Creativity demands personal and mental flexibility. Competence demands submission. Here Crawford exposes a key weakness in the argument for creative confidence: the unspoken assumption that before you can creatively “break out” you must already be an expert. Take Dietz’s MRI experience, mentioned above. What the Kelleys fail to emphasize is that before Dietz had this creative breakthrough, he was an engineer at GE for over twenty years. It’s no accident that the Kelleys’ design thinking movement took off in Silicon Valley, likely the most densely populated environment of highly trained engineers, designers, and entrepreneurs in the world. Those who have submitted themselves to a discipline for an extended period of their career are in a position where creative exercises can effectively disrupt ingrained ways of thinking.
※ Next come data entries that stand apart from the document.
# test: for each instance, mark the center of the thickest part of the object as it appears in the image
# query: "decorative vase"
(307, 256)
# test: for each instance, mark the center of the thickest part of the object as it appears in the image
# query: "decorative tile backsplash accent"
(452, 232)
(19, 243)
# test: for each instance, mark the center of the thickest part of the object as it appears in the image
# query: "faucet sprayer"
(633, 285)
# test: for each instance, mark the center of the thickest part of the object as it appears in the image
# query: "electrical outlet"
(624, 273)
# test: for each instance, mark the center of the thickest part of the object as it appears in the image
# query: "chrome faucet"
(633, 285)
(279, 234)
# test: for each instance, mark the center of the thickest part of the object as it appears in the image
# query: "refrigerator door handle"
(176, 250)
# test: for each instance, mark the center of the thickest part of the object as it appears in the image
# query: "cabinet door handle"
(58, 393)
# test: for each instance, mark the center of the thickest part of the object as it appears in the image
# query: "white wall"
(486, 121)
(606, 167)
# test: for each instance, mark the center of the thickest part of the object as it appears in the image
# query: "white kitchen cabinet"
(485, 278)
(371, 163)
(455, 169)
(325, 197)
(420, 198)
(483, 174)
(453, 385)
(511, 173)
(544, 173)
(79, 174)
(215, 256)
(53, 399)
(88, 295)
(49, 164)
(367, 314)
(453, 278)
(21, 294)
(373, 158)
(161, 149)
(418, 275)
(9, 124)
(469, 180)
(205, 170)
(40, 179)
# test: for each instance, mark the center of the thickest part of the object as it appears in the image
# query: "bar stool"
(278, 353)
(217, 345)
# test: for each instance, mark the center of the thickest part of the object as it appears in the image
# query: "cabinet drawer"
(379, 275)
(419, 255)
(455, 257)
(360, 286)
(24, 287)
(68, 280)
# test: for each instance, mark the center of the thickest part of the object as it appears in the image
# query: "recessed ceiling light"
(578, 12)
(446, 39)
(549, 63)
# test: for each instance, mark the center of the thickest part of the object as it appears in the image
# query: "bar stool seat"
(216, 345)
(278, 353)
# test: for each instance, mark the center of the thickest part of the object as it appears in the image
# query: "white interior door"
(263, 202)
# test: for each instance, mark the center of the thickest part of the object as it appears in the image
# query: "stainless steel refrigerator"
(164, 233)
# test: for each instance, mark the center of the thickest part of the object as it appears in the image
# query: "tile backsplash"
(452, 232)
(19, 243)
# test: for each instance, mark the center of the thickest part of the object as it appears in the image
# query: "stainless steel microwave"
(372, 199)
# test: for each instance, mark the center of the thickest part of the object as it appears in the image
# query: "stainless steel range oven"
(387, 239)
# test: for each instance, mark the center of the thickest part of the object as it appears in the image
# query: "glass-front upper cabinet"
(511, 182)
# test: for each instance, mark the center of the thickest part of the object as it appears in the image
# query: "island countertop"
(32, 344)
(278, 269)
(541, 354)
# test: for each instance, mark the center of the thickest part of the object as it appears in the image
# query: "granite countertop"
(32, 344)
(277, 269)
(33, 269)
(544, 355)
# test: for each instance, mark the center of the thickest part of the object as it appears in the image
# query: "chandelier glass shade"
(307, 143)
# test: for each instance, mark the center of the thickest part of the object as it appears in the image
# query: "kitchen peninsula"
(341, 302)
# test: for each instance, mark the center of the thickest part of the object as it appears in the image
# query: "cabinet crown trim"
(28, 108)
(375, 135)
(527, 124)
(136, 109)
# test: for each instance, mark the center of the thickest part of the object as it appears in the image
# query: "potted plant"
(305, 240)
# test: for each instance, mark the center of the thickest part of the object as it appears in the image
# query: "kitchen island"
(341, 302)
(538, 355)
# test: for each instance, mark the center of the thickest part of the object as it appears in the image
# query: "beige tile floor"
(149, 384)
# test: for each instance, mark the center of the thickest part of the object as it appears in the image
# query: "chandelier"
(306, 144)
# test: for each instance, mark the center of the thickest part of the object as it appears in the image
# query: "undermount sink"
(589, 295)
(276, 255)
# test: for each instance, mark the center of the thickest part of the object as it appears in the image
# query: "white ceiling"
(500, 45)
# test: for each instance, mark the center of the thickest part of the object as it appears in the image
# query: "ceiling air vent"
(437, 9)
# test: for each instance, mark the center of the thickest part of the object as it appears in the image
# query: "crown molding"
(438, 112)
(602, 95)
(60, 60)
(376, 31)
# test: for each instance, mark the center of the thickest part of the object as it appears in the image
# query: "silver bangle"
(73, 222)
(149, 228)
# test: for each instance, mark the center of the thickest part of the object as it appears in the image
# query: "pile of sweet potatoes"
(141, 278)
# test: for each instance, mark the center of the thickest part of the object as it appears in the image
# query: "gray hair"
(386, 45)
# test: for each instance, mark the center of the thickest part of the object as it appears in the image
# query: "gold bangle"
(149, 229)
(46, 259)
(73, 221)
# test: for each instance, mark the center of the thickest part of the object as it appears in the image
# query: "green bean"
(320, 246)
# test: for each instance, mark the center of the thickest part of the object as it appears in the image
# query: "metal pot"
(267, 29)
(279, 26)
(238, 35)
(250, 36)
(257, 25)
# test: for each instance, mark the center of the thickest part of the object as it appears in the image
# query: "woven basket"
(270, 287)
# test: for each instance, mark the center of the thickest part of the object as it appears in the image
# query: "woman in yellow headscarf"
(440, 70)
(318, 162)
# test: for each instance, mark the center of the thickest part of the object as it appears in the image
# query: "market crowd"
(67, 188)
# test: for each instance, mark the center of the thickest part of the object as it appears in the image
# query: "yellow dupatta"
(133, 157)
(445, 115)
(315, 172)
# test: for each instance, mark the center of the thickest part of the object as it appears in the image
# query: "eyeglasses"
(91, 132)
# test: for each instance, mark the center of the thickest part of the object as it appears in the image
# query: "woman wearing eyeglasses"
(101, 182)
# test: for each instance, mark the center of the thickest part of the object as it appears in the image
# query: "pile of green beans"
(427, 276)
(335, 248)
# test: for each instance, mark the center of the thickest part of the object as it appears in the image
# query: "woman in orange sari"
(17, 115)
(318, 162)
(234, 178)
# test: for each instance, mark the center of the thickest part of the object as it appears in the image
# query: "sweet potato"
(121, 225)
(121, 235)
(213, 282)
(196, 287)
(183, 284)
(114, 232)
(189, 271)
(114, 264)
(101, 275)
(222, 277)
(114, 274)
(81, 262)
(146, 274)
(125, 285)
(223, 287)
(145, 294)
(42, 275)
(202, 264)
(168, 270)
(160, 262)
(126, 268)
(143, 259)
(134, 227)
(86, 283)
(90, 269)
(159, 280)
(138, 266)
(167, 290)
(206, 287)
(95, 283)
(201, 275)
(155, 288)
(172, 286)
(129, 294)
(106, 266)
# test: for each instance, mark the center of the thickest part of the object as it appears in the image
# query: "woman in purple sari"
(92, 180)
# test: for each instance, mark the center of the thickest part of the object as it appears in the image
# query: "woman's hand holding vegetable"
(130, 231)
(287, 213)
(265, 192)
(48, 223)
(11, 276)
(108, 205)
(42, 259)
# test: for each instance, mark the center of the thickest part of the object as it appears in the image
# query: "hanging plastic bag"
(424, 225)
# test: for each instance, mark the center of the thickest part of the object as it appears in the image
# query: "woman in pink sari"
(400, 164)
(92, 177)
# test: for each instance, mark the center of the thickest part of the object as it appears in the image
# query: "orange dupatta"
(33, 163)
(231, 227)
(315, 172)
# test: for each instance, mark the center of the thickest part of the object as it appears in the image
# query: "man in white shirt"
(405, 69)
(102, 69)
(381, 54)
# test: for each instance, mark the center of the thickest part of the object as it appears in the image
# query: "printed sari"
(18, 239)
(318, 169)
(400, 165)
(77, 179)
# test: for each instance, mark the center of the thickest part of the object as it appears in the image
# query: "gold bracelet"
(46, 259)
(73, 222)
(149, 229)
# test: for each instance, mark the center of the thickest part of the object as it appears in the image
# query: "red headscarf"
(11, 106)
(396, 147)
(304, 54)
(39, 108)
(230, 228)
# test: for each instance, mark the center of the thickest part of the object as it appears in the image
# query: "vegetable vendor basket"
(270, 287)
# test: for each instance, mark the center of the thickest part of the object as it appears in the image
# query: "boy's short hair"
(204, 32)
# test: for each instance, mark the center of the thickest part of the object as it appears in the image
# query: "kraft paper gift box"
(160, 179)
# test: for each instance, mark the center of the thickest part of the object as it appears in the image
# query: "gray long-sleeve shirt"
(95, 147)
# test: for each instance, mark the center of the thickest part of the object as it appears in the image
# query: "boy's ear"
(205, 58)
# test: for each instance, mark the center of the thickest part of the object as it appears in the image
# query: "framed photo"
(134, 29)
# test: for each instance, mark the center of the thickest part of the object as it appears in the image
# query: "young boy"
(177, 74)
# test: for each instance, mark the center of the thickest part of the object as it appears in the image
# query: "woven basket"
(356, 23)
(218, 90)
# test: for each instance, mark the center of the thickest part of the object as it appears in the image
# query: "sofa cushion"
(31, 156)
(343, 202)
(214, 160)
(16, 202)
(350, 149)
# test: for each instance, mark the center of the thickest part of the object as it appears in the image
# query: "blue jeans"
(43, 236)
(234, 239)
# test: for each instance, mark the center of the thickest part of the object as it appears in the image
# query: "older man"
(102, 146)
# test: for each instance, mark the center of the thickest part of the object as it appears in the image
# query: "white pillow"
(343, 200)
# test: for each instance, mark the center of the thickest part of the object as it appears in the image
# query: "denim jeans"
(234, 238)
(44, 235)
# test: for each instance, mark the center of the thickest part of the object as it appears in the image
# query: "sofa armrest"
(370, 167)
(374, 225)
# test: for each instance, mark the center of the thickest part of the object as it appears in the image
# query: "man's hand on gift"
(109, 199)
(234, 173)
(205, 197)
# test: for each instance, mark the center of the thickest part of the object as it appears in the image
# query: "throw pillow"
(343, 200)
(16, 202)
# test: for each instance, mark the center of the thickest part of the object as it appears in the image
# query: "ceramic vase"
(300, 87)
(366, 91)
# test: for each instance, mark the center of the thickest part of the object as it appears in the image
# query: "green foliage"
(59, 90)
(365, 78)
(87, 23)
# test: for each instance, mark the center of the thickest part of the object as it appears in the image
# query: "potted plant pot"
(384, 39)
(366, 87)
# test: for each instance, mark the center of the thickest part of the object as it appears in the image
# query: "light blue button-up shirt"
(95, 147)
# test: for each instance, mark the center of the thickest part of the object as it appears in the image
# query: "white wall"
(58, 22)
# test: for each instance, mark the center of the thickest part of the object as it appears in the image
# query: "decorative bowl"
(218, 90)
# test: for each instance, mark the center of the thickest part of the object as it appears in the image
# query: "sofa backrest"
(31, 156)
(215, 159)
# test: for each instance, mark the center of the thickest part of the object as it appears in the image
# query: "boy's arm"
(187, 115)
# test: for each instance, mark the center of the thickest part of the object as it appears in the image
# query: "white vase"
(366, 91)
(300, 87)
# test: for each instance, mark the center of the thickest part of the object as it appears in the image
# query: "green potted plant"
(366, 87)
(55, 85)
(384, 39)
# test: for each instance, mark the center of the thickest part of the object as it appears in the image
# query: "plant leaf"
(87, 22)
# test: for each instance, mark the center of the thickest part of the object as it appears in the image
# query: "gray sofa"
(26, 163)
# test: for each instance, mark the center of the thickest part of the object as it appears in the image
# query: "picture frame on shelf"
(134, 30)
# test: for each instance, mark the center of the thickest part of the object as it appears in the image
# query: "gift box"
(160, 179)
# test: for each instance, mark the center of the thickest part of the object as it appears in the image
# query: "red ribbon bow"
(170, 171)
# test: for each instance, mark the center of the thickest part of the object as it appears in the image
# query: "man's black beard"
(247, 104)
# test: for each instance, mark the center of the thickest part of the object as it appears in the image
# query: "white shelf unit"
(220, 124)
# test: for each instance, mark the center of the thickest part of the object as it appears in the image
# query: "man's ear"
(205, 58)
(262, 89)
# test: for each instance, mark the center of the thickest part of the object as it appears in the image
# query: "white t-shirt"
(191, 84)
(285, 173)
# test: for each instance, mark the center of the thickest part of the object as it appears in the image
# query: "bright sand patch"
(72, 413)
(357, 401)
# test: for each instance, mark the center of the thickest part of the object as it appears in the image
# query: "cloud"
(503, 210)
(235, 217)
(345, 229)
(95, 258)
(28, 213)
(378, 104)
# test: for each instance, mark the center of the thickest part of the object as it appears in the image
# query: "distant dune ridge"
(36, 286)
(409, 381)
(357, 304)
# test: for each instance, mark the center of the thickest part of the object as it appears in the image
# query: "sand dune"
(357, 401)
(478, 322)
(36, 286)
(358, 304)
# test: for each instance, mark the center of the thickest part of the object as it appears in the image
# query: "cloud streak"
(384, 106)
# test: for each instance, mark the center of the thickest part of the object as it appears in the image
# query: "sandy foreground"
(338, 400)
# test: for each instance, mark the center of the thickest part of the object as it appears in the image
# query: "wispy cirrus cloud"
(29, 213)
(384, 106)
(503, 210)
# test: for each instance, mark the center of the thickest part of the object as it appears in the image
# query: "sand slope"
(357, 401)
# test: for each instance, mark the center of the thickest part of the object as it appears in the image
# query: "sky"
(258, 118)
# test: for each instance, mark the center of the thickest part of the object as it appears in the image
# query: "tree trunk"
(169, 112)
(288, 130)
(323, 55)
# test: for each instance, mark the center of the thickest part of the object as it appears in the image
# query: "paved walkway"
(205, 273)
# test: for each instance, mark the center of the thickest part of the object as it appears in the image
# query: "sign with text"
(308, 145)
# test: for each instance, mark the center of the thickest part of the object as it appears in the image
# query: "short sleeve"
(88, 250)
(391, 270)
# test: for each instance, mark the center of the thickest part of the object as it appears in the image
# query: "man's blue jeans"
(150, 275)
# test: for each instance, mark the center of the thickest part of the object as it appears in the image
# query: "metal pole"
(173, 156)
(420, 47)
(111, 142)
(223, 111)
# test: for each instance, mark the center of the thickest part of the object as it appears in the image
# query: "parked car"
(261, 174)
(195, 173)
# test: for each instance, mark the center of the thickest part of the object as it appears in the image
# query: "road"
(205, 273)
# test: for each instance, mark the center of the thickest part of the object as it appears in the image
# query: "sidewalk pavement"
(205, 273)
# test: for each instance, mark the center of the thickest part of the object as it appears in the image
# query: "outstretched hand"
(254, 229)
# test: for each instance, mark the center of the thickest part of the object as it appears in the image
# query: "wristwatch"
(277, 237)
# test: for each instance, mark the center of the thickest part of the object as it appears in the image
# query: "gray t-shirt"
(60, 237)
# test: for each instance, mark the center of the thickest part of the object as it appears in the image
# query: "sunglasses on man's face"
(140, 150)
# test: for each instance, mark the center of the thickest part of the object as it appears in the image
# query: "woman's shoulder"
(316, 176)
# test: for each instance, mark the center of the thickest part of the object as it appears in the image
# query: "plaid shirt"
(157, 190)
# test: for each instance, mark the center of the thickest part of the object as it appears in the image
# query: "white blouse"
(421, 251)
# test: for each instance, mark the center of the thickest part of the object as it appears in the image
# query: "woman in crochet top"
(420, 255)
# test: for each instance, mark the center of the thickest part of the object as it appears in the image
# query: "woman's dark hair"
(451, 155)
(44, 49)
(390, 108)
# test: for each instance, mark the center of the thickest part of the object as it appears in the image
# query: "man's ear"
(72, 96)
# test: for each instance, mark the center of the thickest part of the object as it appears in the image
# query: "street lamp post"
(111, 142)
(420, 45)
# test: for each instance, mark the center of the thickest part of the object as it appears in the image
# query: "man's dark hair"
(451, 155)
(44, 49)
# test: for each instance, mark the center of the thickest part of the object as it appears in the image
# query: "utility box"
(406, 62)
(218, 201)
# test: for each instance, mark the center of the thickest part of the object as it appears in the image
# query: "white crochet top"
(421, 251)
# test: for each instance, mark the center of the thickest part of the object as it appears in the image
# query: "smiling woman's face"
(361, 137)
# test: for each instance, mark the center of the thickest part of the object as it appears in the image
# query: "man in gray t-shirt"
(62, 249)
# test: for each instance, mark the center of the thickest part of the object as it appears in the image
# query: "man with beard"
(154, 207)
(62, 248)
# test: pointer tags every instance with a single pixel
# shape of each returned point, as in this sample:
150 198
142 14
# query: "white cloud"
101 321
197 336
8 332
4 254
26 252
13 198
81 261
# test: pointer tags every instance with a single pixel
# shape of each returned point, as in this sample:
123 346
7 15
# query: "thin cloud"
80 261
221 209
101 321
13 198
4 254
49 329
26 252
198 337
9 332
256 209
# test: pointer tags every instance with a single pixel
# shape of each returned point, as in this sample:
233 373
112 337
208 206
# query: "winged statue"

However, for a generation of young people who are being trained to be flexible, creativity is exactly what keeps them from competence. You may get a job, but competence cannot be gained “creatively.”

Crawford’s understanding of submission, however, also has limits. Notably, Crawford expects that scaling back to a focused discipline, or scaling down to a smaller community, is a necessary step for taking moral responsibility. Just as the Kelleys could embrace creativity after they had succeeded as engineers and consultants, Crawford could scale down to a back-alley motorcycle repair shop in Richmond after he earned his PhD in political philosophy at the University of Chicago. But not everyone can walk that path. Crawford was dissatisfied with an esoteric and stale academic environment, but your typical professional trying to make it in the modern economy will have trouble building a livelihood the way he has.

Like the Kellys, Crawford reaches a conclusion in Shopclass that points to, but never connects with, a transcendent source of meaning. He writes that discerning the meaning of the good life “may be helped along by practical activities in company with others, a sort of conversation in deed” in which “lies the potential of work to bring some measure of coherence to our lives.” For all the hope of meaningful work and community that Crawford offers, “some measure of coherence” doesn’t answer the desire we have to do great things with our lives.

Neither the inward movement toward creativity, which promises empowerment and freedom, nor the outward movement toward community and craft, which promises a stable sense of reality, can fully answer the complexities of modern life or the deep desire to live responsibly. When you begin to understand calling as a conversation – knowing God, knowing yourself, knowing the world – then what’s best in both of these movements is  honored while what’s worst in them can be tempered. Creativity is unchained, as it no longer bears the weight of self-justification. Community can be accepted even for those who can’t live the kind of life Crawford does. You can choose to develop competence in a discipline without fear of missing out, and there’s no need to hurry. Like a friendship, calling proves trustworthy over time.